重度重複障がい者の看取りを施設に託す際に家族がなすべきこと

重度重複障がい者の看取りを施設に託す

人生の最終段階。戦前は家庭、戦後は病院での看取りが多数ですが、近年「施設」での看取りが増加しています。重度重複した障がいあり、障害者入所施設で生活している人で、住み慣れた施設で看取られる人も増えてきました。現時点での社会制度や医療の常識に照らして、重度障がい者の人生の最終段階において、一般的に家族が考えるべきポイントを紹介します。

 

○本人の意思確認が出来ない場合のガイドライン

厚生労働省が「人生の最終段階における医療・ケアの決定プロセスに関するガイドライン」をまとめています。そこでは「本人の意思確認ができない場合には、次のような手順により、医療・ケアチームの中で慎重な判断を行う必要がある」としています。

①家族等が本人の意思を推定できる場合には、その推定意思を尊重し、本人にとっての最善の方針をとることを基本とする。

②家族等が本人の意思を推定できない場合には、本人にとって何が最善であるかについて、本人に代わる者として家族等と十分に話し合い、本人にとっての最善の方針をとることを基本とする。時間の経過、心身の状態の変化、医学的評価の変更等に応じて、このプロセスを繰り返し行う。

このガイドラインが想定している主なケースは、知的に健常であった人が人生の最終段階で自分の意思表示ができなくなった場合です。重度の知的障がいがある人の場合は、ガイドラインに従えば②を選択することになります。「このプロセスを繰り返し行う」ことが重要です。

 

○障がい分野には看取り加算がない

介護保険制度の枠組みには、福祉法人に対する報酬の増額「看取り加算」があります。65歳未満で人生の最終段階を迎える場合、入所施設への加算はありません。したがって介護スタッフや看護師の増員、医療機器の配備などによる経費増は、そのまま施設の負担になります。

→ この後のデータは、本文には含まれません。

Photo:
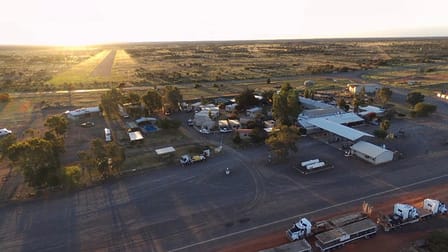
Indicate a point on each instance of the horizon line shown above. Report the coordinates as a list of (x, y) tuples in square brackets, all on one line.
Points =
[(230, 40)]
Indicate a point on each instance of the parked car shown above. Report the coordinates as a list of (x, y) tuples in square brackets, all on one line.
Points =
[(204, 131), (225, 130), (5, 131), (87, 124)]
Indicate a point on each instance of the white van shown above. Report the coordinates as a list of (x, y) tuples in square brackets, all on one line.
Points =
[(107, 135)]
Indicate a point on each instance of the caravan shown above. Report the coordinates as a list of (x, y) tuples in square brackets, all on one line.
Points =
[(107, 135)]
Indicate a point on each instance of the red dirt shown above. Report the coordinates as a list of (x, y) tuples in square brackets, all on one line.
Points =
[(105, 67), (393, 241)]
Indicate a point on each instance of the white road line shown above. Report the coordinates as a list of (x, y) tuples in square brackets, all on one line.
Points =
[(310, 212)]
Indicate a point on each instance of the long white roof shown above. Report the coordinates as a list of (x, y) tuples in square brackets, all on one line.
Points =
[(369, 149), (165, 150), (338, 129)]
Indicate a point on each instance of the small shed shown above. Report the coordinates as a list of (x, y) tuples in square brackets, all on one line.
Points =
[(166, 152), (83, 113), (253, 112), (372, 153)]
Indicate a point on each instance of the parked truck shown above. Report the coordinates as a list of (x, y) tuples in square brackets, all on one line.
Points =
[(404, 214), (305, 228), (313, 166), (435, 206), (338, 237), (188, 160)]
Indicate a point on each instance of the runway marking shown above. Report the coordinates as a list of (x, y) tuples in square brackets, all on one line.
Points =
[(310, 212)]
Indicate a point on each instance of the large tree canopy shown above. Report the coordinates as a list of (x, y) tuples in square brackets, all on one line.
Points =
[(414, 97), (246, 99), (283, 141), (36, 158)]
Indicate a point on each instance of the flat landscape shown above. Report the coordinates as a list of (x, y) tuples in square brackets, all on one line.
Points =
[(151, 64), (159, 205)]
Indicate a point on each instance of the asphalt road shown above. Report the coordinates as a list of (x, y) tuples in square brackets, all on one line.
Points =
[(198, 208)]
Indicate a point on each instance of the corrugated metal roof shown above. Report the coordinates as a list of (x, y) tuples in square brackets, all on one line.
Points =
[(369, 149), (338, 129)]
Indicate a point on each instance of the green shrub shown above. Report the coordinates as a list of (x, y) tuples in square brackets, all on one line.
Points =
[(4, 97), (72, 175), (237, 139)]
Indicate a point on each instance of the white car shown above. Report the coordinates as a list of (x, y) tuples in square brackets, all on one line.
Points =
[(5, 131), (204, 131)]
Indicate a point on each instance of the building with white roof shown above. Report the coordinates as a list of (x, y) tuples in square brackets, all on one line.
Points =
[(370, 109)]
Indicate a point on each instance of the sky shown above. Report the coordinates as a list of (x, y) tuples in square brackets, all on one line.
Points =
[(83, 22)]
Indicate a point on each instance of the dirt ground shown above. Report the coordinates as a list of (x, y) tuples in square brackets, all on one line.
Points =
[(398, 240), (105, 67)]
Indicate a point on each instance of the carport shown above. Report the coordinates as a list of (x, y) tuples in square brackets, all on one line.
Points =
[(372, 153), (338, 129)]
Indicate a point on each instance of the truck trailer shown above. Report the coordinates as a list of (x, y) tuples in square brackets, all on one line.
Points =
[(297, 246), (405, 214), (305, 228), (338, 237)]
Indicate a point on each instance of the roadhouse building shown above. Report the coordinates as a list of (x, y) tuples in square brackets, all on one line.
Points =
[(372, 153)]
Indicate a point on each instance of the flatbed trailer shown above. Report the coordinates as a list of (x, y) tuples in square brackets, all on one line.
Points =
[(297, 246), (306, 171), (338, 237), (390, 223)]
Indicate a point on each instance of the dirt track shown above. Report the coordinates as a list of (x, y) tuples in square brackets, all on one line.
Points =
[(105, 67), (394, 241)]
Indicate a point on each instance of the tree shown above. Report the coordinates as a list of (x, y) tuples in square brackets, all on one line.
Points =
[(341, 103), (414, 97), (57, 123), (152, 100), (424, 109), (267, 95), (172, 98), (283, 141), (57, 141), (308, 93), (383, 95), (107, 158), (36, 160), (134, 98), (285, 105), (356, 103), (246, 99)]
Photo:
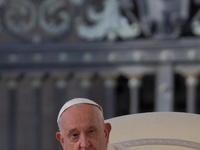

家族が入所する施設の経営努力の限界について、客観的に理解する必要があります。ただしこれは現状における現実的な観点であり、本来的には障がい者の権利や人権という観点から、あるべき姿を議論すべき課題です。

 

○治療方針指示書や看取り同意書の作成

「延命治療」と「緩和治療」について、家族が文書を作成してその意思を明確にすることがあります。「延命治療」は望まないとした場合、医療として延命治療しか施しようがないことを理由に、医療機関から通院や入院を拒否されるケースがあり得ます。この場合結果的に、容態が悪化した入所者を施設のスタッフが看ることになります。

時間とともに、家族の考え方がぶれることがあります。そのため入所施設から看取りに関する「同意書」へのサインを求められるケースがあります。

人生の最終段階に関する文書を作成する場合は、その人に関わる医療機関やケアチームと、十分な意思疎通を行う必要があります。

 

○施設や地域により体制や経験は様々

いくつかのアンケート調査によると、入所施設での障がい者の看取りは、すでに多くの施設で経験があるようです。しかしまだまだ歴史は浅く、事例も十分に多くはありません。

多くの入所施設では、看取りにふさわしい個室が少ない、夜間の容態の急変に対応出来る体制がない、医療機関との連携が不十分、そして介護スタッフへの教育研修が十分ではなく、多くのスタッフは経験不足で、不安と疲労を抱えている、などの課題があります。

施設や地域により状況は異なります。障がいのある家族の入所する施設、地域の現状を正しく理解する必要があります。

 

重度障がい者の高齢化と家族の8050問題、地域共生社会と入所施設の関係、大人になった障がい児の「きょうだい児」問題など、「重度重複障がい者の看取り」は、深くて重いテーマと関連する、これからの課題です。